AFAP1-AS1 silencing inhibited tumor growth in a xenograft mouse model. a Representative photographs of tumors are shown. Tumor weight b and tumor growth curves c in mice are shown for MHCC-97H cells transduced with SCR or siAFAP1-AS1. d qRT-PCR was used to detect the average expression of AFAP1-AS1 in xenograft tumors. e Representative images of IHC staining showed the expression of Ki67 in xenograft tumor tissues from the siAFAP1-AS1 group or SCR group. **P < 0.01

Discussion

Accumulating evidence has shown that lncRNAs are associated with many functions in various aspects of cell biology, and increasing attention has been paid to their roles in tumors [9-11]. Previous studies have demonstrated that AFAP1-AS1, localized in the antisense DNA strand of the AFAP1 gene, regulates the invasion and metastasis of lung cancer and PDAC cells [18, 19]. Recently, Hao et al. provided evidence that AFAP1-AS1 mediated cell malignant behavior by affecting the expression of several small GTPase family members and molecules in the actin cytokeratin signaling pathway in nasopharyngeal carcinoma [20]. However, the expression and functions of AFAP1-AS1 in HCC remain unclear. In the current study, we provided the first evidence that AFAP1-AS1 was significantly upregulated in HCC tissues compared with that in adjacent normal tissues, and high AFAP1-AS1 expression in HCC patients was associated with an increased tumor size, vascular invasion, advanced TNM stage, and poor prognosis, findings that were consistent with those in previous studies. These findings suggested that AFAP1-AS1 acts as an oncogene in the progression of HCC.
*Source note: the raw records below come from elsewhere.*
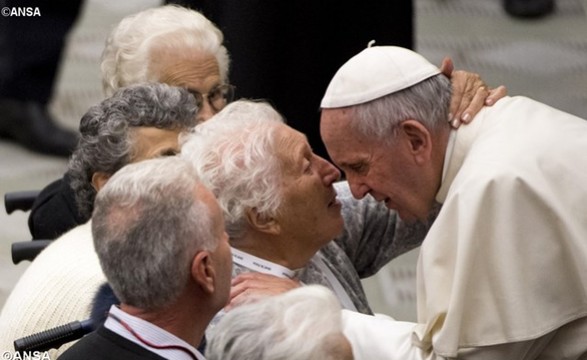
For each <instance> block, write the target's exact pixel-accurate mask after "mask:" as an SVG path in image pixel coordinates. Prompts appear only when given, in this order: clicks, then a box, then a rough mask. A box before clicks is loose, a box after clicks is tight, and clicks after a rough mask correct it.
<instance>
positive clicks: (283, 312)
mask: <svg viewBox="0 0 587 360" xmlns="http://www.w3.org/2000/svg"><path fill="white" fill-rule="evenodd" d="M341 335H342V315H341V308H340V304H339V302H338V300H337V299H336V297H335V296H334V294H333V293H332V291H330V290H329V289H327V288H325V287H323V286H320V285H309V286H302V287H300V288H297V289H294V290H291V291H288V292H286V293H284V294H281V295H277V296H272V297H269V298H267V299H264V300H262V301H259V302H256V303H252V304H248V305H242V306H239V307H237V308H235V309H233V310H231V311H230V312H228V314H226V315H225V316H224V317H223V318H222V320H220V322H219V323H218V325H217V326H216V328H215V332H214V336H213V337H212V338H211V339H208V344H207V345H206V359H208V360H221V359H222V360H237V359H238V360H274V359H284V360H285V359H287V360H308V359H320V360H329V359H332V360H335V357H336V355H335V354H333V352H336V348H337V347H338V343H337V342H336V341H335V340H336V339H338V338H339V336H341Z"/></svg>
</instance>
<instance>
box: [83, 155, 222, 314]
mask: <svg viewBox="0 0 587 360" xmlns="http://www.w3.org/2000/svg"><path fill="white" fill-rule="evenodd" d="M197 186H201V184H200V183H199V181H198V180H197V177H196V176H195V173H194V171H193V168H192V167H191V165H190V164H189V163H187V162H186V161H184V160H182V159H180V158H179V157H166V158H158V159H150V160H145V161H141V162H139V163H135V164H130V165H127V166H125V167H124V168H122V169H120V171H118V172H117V173H116V174H114V175H113V176H112V178H110V179H109V180H108V182H107V183H106V185H105V186H104V187H103V188H102V189H101V190H100V192H99V193H98V195H97V197H96V204H95V210H94V214H93V217H92V235H93V237H94V245H95V248H96V252H97V254H98V258H99V260H100V265H101V266H102V270H103V271H104V274H105V275H106V278H107V279H108V282H109V283H110V285H111V286H112V289H113V291H114V293H115V294H116V296H117V297H118V298H119V299H120V301H122V302H123V303H125V304H128V305H131V306H135V307H138V308H141V309H147V310H156V309H159V308H161V307H162V306H164V305H166V304H169V303H170V302H172V301H174V300H176V299H177V298H178V297H179V295H180V293H181V292H182V291H183V290H184V287H185V285H186V283H187V281H188V277H189V273H190V263H191V259H192V258H193V256H194V255H195V253H196V252H197V251H199V250H214V249H215V248H216V246H217V245H218V239H216V238H215V237H214V232H213V228H212V226H213V220H212V219H211V214H210V210H209V208H208V206H207V205H206V204H205V203H203V202H202V201H201V200H199V199H195V198H194V196H195V195H194V194H195V191H196V190H195V189H196V188H197Z"/></svg>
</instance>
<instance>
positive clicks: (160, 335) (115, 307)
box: [104, 305, 205, 360]
mask: <svg viewBox="0 0 587 360" xmlns="http://www.w3.org/2000/svg"><path fill="white" fill-rule="evenodd" d="M110 313H111V314H113V315H114V316H116V317H117V318H119V319H121V320H123V321H124V322H125V323H127V324H128V326H130V328H131V329H133V331H135V332H136V333H137V334H139V335H140V336H141V337H142V338H143V339H145V340H147V341H149V342H152V343H153V344H157V345H178V346H181V347H183V348H185V349H187V350H189V351H191V352H192V353H193V354H194V355H195V356H196V359H198V360H205V358H204V356H203V355H202V354H201V353H200V352H199V351H198V350H197V349H196V348H195V347H193V346H191V345H190V344H188V343H187V342H185V341H183V340H182V339H180V338H178V337H177V336H175V335H173V334H171V333H170V332H168V331H166V330H164V329H161V328H160V327H158V326H156V325H154V324H151V323H150V322H148V321H145V320H143V319H140V318H138V317H136V316H132V315H130V314H127V313H125V312H124V311H122V310H120V309H119V308H118V307H117V306H116V305H112V306H111V307H110ZM104 327H106V328H107V329H109V330H110V331H112V332H115V333H116V334H118V335H120V336H122V337H123V338H125V339H127V340H129V341H132V342H133V343H135V344H137V345H139V346H141V347H143V348H145V349H147V350H149V351H150V352H152V353H155V354H157V355H159V356H161V357H164V358H166V359H170V360H192V358H191V357H190V356H189V355H188V354H186V353H185V352H183V351H181V350H178V349H156V348H153V347H149V346H148V345H146V344H144V343H142V342H141V341H140V340H139V339H137V338H136V337H135V336H134V335H133V334H132V333H131V332H130V331H128V330H127V329H126V328H125V327H124V326H122V324H120V323H119V322H118V321H116V320H115V319H113V318H112V317H108V318H107V319H106V322H105V323H104Z"/></svg>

Because high AFAP1-AS1 expression was associated with tumor size in HCC, we surmised that AFAP1-AS1 might play a key role in tumor cell proliferation. To further elucidate the functions of AFAP1-AS1 in HCC, we knocked down AFAP1-AS1 in MHCC-97 L and MHCC-97H with high endogenous AFAP1-AS1 expression using RNAi-mediated suppression. Our results showed that AFAP1-AS1 knockdown could significantly inhibit HCC cell proliferation and invasion in vitro. In addition, flow cytometric analysis indicated the inhibitory effect of AFAP1-AS1 silencing on the proliferation of HCC cells by inducing apoptosis. Similarly, the gain- and loss-of-function strategies for AFAP1-AS1 expression resulted in changes in cell proliferation and apoptosis in esophageal cancer [17] and migration and invasion in pancreatic cancer and nasopharyngeal carcinoma [19, 20]. It is well known that aberrant BCL-2 and Bax expression is involved in cancer [22]. As we expected, AFAP1-AS1 silencing led to a decrease in Ki-67, BCL-2, and MMP-9 and an increase in Bax. In addition, AFAP1-AS1 knockdown significantly inhibited tumor growth in vivo, confirming the vitro experiments.

In conclusion, our results showed that AFAP1-AS1 is remarkably upregulated in HCC tissues and is significantly correlated with the malignancy status and poor prognosis. Furthermore, AFAP1-AS1 silencing suppressed cell proliferation and induced cell apoptosis at least partly through regulating proliferation- and apoptosis-related genes. However, dysregulation of AFAP1-AS1 is only the tip of iceberg; more studies on the functions of AFAP1-AS1 in HCC are needed.